ECONOMICS provides us with a really big insight into how the world works: people respond to changes in incentives. A great deal of public policy is based on this principle. Want fewer people to drive into Central London? Introduce a congestion charge and make it more expensive. It works.
In practice, of course, estimating exactly how much any given change in a particular incentive alters behaviour can be a difficult problem. Indeed, changing incentives can sometimes have unforeseen consequences, which may appear perverse.
A couple of months ago, a school in Milton Keynes proposed to fine parents £60 if their child was late more than 10 times in a term. We do not yet know how this has worked out, but a similar scheme in a day care centre in Israel seemed to backfire. After the fine had been introduced, there was a rise, not a fall, in the number of parents delivering their children late. People now knew the price of being late – the fine. They could then make judgements as to the value of the effort required to arrive on time compared to being tardy. Previously, they had only incurred the displeasure of the teacher.

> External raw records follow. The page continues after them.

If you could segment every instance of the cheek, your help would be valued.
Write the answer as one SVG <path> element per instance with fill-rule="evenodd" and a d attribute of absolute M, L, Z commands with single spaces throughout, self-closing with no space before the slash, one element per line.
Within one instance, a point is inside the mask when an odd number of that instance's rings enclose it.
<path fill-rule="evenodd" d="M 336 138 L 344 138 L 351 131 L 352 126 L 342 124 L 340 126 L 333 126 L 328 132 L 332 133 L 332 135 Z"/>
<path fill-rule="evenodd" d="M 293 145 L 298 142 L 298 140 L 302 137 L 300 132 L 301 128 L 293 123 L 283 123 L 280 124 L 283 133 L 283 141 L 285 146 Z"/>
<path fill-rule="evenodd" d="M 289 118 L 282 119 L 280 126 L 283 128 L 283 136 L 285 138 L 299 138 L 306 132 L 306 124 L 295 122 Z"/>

A recent book by the Harvard political philosopher Michael Sandel cites this as an example of the intrinsic limits to the use of markets. Social norms, not incentives, matter. His book has metropolitan liberals both here and in the US gurgling with pleasure.
But the problem essentially arose not because of the limitations of markets, but because there were too few of them. Without a market, disapproval could not be priced transparently. Parents just had to guess what this was worth, and on average they clearly placed a higher price on it than the level of the fine set by the school. The school was also at fault for not increasing the fine by trial and error steps until it started to do its intended job.
More challenging is a study carried out by the Framework Institute in America on public attitudes towards global warming. How to Talk About Global Warming reported that substantial numbers of people, when faced with how they respond to more extreme weather, chose to buy a SUV to help them cope, rather than to support increases in fuel-efficiency standards.
The instinctive response of a regulator to this finding would be to say that these individuals only had access to incomplete information. With more and better information, they would then respond to incentives so that they made the “correct” choice. But more information does not necessarily help. Al Gore’s 2006 film about global warming An Inconvenient Truth received enormous publicity. But the number of Americans telling Gallup that the media was exaggerating global warming has grown from 34 per cent then to 42 per cent today.
A popular policy for avoiding a financial crisis is to restrict bankers’ bonuses, giving them different incentives. It may work. But understanding exactly how incentives operate in practice does not always have a pat solution.
Paul Ormerod is an economist at Volterra Partners, a visiting professor at the UCL Centre for Decision Making Uncertainty, and author of Why Most Things Fail: Economics, Evolution and Extinction.